持ち前の長打力を武器に、今季は球団史上3人目の5度目の30号に到達した。180センチ、76キロとプロでは大きくない体格。小学生時代から“かっこいい”スイングを追求してきた。「シンプルに前に突っ込まないとか、本に書いてある誰もが分かるようなことを意識しながら。見た目はかっこよく、それだけをやっていた。かっこよかったら間違いないかなと」と振り返る。野球を続けていくうちに気づいた本塁打のコツは“タイミングとポイント”。「ポイントが前の方が飛ぶ。なので前」と説明。より力が入る場所で打つ技術を高めてきた。今季33発のうち、逆方向へは3本のみ。引っ張って量産してきた。

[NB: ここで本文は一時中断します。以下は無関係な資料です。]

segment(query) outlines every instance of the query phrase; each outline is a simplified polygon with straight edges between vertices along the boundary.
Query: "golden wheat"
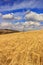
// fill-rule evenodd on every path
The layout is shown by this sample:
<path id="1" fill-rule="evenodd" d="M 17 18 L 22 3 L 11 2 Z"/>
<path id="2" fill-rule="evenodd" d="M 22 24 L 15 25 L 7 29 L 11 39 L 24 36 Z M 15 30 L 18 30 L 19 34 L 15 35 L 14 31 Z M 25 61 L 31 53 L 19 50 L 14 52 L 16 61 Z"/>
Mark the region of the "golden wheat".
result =
<path id="1" fill-rule="evenodd" d="M 0 65 L 43 65 L 43 30 L 0 35 Z"/>

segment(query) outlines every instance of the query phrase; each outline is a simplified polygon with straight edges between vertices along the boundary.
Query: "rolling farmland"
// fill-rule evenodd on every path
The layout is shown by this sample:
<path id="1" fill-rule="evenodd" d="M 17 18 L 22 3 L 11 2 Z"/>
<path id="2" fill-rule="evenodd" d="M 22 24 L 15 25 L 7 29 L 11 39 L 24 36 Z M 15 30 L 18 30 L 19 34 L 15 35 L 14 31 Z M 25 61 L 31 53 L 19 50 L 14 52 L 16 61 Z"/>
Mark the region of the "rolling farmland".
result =
<path id="1" fill-rule="evenodd" d="M 43 65 L 43 30 L 0 34 L 0 65 Z"/>

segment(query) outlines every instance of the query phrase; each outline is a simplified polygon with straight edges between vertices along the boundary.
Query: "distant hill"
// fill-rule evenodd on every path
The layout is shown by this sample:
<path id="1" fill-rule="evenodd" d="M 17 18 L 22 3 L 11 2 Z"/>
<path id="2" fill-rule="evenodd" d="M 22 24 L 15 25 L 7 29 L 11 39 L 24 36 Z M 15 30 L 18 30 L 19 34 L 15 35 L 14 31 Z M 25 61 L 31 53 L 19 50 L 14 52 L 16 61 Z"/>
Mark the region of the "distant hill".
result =
<path id="1" fill-rule="evenodd" d="M 14 33 L 14 32 L 19 32 L 17 30 L 11 30 L 11 29 L 0 29 L 0 34 L 9 34 L 9 33 Z"/>

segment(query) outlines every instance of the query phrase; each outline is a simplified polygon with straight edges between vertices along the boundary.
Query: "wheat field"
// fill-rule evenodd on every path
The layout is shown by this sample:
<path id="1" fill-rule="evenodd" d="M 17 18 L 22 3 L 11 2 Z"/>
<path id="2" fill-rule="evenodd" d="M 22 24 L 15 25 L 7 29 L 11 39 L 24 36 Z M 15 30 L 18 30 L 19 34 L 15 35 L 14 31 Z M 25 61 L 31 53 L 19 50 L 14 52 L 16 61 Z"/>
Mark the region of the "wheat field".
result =
<path id="1" fill-rule="evenodd" d="M 43 30 L 0 35 L 0 65 L 43 65 Z"/>

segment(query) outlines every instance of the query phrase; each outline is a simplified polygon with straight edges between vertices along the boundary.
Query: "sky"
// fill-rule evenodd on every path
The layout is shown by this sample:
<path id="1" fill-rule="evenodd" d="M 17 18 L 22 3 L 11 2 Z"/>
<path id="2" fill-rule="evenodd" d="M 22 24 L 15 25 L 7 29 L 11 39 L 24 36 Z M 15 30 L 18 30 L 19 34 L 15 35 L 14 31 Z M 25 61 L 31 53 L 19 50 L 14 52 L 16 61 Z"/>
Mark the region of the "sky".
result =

一方でボールを長く見られない分、打率は残しにくい欠点がある。最善は引きつけての本塁打。それを難なくやってのける4番村上がいる。「そこまで僕はパワーがない。うらやましいというか、僕もそうなりたいとは思う」と、年下のスラッガーの能力を素直に認める。ただ、遠くに飛ばすだけが野球ではない。7回無死一、三塁ではつなぎの姿勢を見せた。2ストライクから高め157キロ直球を力まずスイング。中犠飛で追加点をもたらした。自分で決めることも、つなぐこともできる自在さで、チームをけん引する。

15年の優勝経験者だが、当時の優勝争いの空気感と現在を比べ「なんか違う。どう違うんだろう。雰囲気は一緒なのかもしれないけど、自分が違うかもしれない」と首をかしげる。6年前は主軸とはいえ若手だった。今季は主将としてチームをまとめる。優勝へ向けて、無意識の責任感が、今の山田を突き動かす。【湯本勝大】

▽ヤクルト中村(4回2死満塁で中前に決勝の2点適時打) なんとかカバーしようという気持ちで打席に入った。大振りせずコンパクトに打つことができた。

▽ヤクルト・サンタナ(6回1死一、二塁で右翼へ13号3ラン) ここ最近、思い通りのバッティングができていなかったが、久しぶりに良い感覚で打てた。チームの勢いもあるからね。

▽ヤクルト高梨(7回1/3を4失点で4勝目) 野手のみなさんに感謝ですし、中継ぎの皆さんを休ませてあげようという気持ちで投げたが、迷惑をかけてしまった。